I googled his name and here's what I found:


http://www.financialsense.com/transcriptions/Kaplan.htm
ROBERT: Well, first of all, realism has a specific definition in foreign affairs. Here are a few parts of the definition. Realism in foreign affairs assumes that domestic politics operates within the confines of law. Foreign policy, though, operates in a lawless realm. The kind of morality we apply overseas in dealing with our adversaries is a more limited, sadder morality than we apply at home. Realism also means that all moral questions of human rights, democracy, etc. are ultimately questions of power. Realism assumes that sometimes you have to perpetrate a certain amount of evil in order to do a greater amount of good. These are all aspects of realism in foreign affairs. I think the United States, right now, under President Bush, is what I would call a classically realist foreign policy.

Posted by: abb1 at April 28, 2005 03:55 AM

Kaplan's style of pompous bootlicking and childish notions of realpolitick never go out of style.

Posted by: Harry at April 28, 2005 05:11 AM

Noumenon, are you serious?

Posted by: Elayne at April 28, 2005 06:35 AM

Yeah, I'm serious. I am always turning the other cheek when it comes to giving people the benefit of the doubt. There are still plenty of completely inexcusable things to get angry about.

"the human failing I see here isn't self-justification but the natural tendency to disbelieve facts just because they support your opponents' position"

Well, aren't these essentially the same thing? Or at least closely related things?

Well, I read a whole lot into your two examples. From Saddam I heard, "They were thieves! They deserved to die!" [self-justification] and from Nixon, "(that would mean I'm evil if it were true, so...) That can't be true, can it?" [self-serving denial.]

Basically because I could imagine Nixon's words coming from my mouth, I was loathe to judge him for them, even though he has nothing like the same thought processes I do (I hope). I guess I have a fallacious Occam's Razor that says, "If you can explain someone's behavior by assuming he thinks like you, don't bother figuring out how he really thinks."

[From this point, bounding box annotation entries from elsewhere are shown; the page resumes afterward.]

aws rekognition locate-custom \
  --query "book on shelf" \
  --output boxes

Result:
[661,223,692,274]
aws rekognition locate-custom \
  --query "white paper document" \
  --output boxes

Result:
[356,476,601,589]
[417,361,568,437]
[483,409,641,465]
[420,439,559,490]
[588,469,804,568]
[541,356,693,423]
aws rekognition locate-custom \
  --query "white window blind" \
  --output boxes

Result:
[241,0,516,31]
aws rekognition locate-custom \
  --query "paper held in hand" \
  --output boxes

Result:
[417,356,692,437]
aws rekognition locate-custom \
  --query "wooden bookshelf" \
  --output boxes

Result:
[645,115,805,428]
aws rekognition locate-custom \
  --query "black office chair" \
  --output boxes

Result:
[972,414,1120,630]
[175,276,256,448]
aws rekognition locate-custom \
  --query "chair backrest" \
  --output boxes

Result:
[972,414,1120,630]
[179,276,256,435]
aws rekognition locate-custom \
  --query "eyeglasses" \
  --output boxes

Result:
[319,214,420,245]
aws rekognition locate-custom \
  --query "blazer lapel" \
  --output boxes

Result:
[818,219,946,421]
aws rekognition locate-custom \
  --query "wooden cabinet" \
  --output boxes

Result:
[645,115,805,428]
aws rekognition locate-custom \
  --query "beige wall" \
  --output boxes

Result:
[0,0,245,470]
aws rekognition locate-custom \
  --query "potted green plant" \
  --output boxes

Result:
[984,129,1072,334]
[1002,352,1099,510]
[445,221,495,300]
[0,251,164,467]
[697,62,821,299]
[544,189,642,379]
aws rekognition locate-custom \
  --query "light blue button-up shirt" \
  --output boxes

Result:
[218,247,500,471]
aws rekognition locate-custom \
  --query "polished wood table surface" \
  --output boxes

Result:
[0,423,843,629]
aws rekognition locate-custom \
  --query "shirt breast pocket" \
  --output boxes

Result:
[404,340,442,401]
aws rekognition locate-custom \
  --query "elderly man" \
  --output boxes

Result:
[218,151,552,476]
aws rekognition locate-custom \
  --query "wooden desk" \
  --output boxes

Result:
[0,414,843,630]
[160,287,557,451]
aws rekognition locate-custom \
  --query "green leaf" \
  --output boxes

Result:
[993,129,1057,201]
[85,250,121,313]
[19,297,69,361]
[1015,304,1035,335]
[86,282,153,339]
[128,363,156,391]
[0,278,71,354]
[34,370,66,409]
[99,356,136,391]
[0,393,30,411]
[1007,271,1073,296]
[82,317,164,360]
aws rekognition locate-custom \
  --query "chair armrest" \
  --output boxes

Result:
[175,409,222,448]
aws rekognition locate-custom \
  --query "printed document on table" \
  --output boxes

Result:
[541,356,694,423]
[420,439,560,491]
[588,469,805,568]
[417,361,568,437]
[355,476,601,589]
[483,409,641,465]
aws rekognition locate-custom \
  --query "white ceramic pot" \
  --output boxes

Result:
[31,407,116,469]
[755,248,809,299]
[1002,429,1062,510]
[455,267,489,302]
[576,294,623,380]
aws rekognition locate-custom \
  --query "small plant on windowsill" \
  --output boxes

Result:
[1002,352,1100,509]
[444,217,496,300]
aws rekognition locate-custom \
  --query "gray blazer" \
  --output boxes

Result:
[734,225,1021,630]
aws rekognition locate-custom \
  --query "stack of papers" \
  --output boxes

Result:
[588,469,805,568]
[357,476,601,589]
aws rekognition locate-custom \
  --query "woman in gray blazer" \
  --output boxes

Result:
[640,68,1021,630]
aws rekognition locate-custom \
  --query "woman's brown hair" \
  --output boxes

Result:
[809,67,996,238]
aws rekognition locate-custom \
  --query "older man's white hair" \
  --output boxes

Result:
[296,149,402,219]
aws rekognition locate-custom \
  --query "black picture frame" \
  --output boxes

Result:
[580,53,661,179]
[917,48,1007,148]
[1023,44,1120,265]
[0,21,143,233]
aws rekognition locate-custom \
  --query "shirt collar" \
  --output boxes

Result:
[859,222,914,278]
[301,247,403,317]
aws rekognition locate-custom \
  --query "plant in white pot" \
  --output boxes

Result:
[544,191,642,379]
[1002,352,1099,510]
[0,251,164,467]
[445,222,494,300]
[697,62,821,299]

Posted by: Noumenon at April 28, 2005 09:00 AM

It's just that the level of paranoia, the detachment from one's own action that the hoax line of thinking implies, makes me remove Nixon from the cast of people who make reasonable decisions, one's we might recognize as rational. For example, Putin now is removing power from all of the states that formerly broke with the Soviet Union. It is causing much trauma and violence and he has been condemmed internationally, by the U.S., for one. But it makes sense because he's actually trying to build a new empire. It's a terrible idea, but I *understand* the thinking that fuels his decisions. I am not so clear on "Hey, we dropped Napalm on these villages, sure, but I don't believe it really hit anyone."--that seems like crazy-making insane denial.

Posted by: Elayne at April 28, 2005 10:39 AM

We probably need to call on some outside help to get countries out of this "realism" kick -- after all, it's been going on for centuries.

There was a Latin-American Marxist thinker in the 1950s (can't remember his name at the moment) who held that the flying saucers were actually intergalactic socialists who were coming to save us. He reasoned that, in order to get across such huge distances, they would have had to develop a very advanced industrial civilization, and that could only be done under socialism.

That theory is looking better and better all the time.

Posted by: Jon J at April 28, 2005 12:03 PM

I am not so clear on "Hey, we dropped Napalm on these villages, sure, but I don't believe it really hit anyone."--that seems like crazy-making insane denial.

I think that's because their thinking does not focus on scorched people; they're thinking in terms of number of sorties and tons of napalm necessary to acheive such and such objective.

Running naked children just don't belong, not a part of the calculations. And when it happens, they feel confused. Cognitive dissonance or something like that.

Probably doesn't take long to snap right back to the number of sorties, how to neutralize the media, usual stuff like that.